Siebenschläferkapelle (Ebersburg)
Die Siebenschläferkapelle im Gebiet der Rhöngemeinde Ebersburg im hessischen Landkreis Fulda ist eine 1975 errichtete Kapelle nahe dem Ortsteil Weyhers.
Bis 1978 stand unweit vom Standort der heutigen Kapelle eine Wegekapelle, die in den Hessenpark bei Neu-Anspach (Hochtaunuskreis) versetzt wurde und dort als „typisches Beispiel für das religiöse Leben des katholischen Fuldaer Landes“ besichtigt werden kann.[1]
Geographische Lage
[Bearbeiten | Quelltext bearbeiten]Die Siebenschläferkapelle befindet sich rund einen Kilometer südsüdwestlich von Weyhers und etwa 70 m südlich der Landesstraße 3258 nahe dem Abzweig eines Fahrweges nach Rödersbach, einem Weiler des Ebersburger Ortsteils Ebersberg. Sie steht auf etwa 373 m ü. NHN[2]. Die L 3258 verbindet an dieser Stelle den Ortsteil Weyhers mit dem Ortsteil Ried; von ihr zweigt etwas südsüdwestlich der Kapelle die Kreisstraße 48 ab, die zum zwischen Ried und dem Ebersburger Ortsteil Schmalnau gelegenen Ebersburger Weiler Götzenloch führt.

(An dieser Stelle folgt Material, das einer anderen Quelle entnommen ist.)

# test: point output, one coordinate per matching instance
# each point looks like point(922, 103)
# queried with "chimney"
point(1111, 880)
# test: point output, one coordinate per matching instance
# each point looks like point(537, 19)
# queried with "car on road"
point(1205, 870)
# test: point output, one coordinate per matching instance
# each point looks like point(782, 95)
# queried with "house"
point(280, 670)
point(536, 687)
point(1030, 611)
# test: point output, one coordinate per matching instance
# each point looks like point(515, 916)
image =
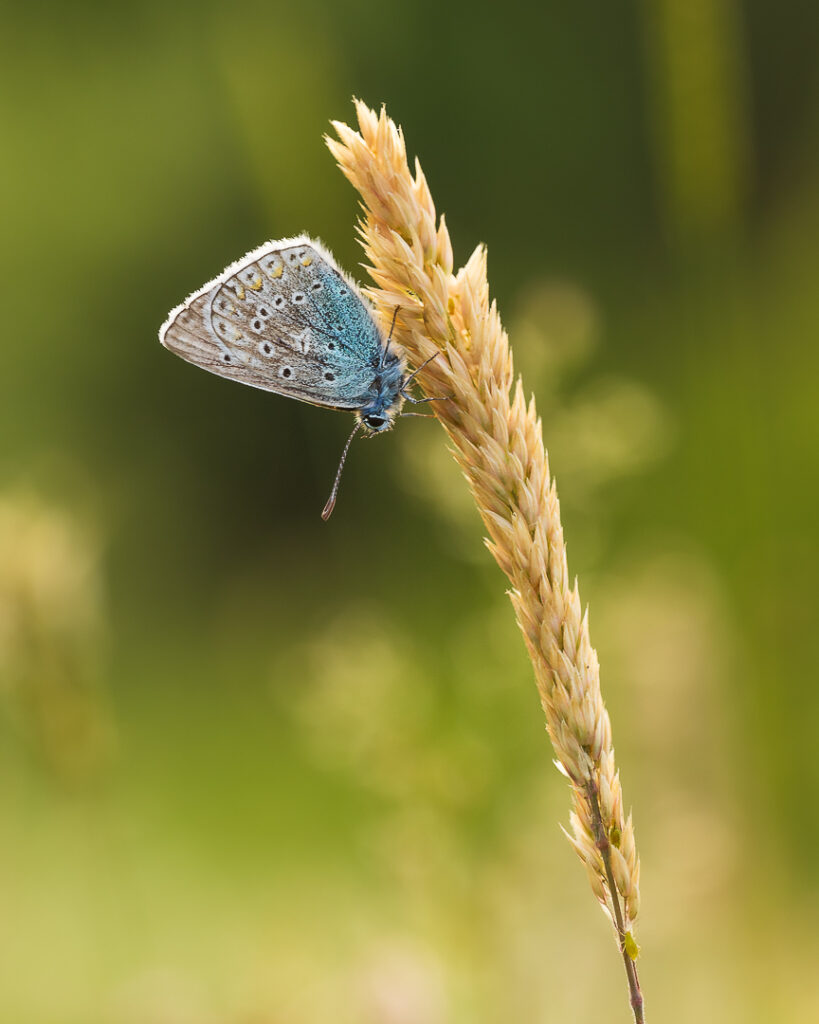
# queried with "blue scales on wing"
point(284, 318)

Der Standort der ursprünglichen (einleitend genannten) Wegekapelle befand sich etwa 100 m westsüdwestlich der heutigen Kapelle und lag nach einem Ausbau der L 3258 direkt an der Straße. Er ist heute noch deutlich zu erkennen, da die dortigen Lindenbäume als Naturdenkmal eingestuft wurden und somit den heute leeren Platz weiterhin markieren. Der Standort lag so nahe an der Straße, dass bis heute noch der Entwässerungsgraben der Straße um das einstige Kapellengelände geleitet wird.
Wegekapelle
[Bearbeiten | Quelltext bearbeiten]Geschichte
[Bearbeiten | Quelltext bearbeiten]Der Legende nach wurde die Wegekapelle zum Dank dafür errichtet, dass die mordenden und sengenden Schweden im Dreißigjährigen Krieg (1618–1648) an dieser Stelle umkehrten, weil sie aufgrund eines sieben Tage dauernden dichten Nebels auf die kurze Entfernung Weyhers nicht sehen konnten. Dieses wurde deshalb vor Plünderung verschont. Die Entstehung lässt sich auf 1643 datieren. Erwähnung fand das Heiligenhäuschen (mundartlich Heiligehüse) genannte Gebäude 1676, 1714, 1719 und 1810 in verschiedenen Güterbeschreibungen.[3]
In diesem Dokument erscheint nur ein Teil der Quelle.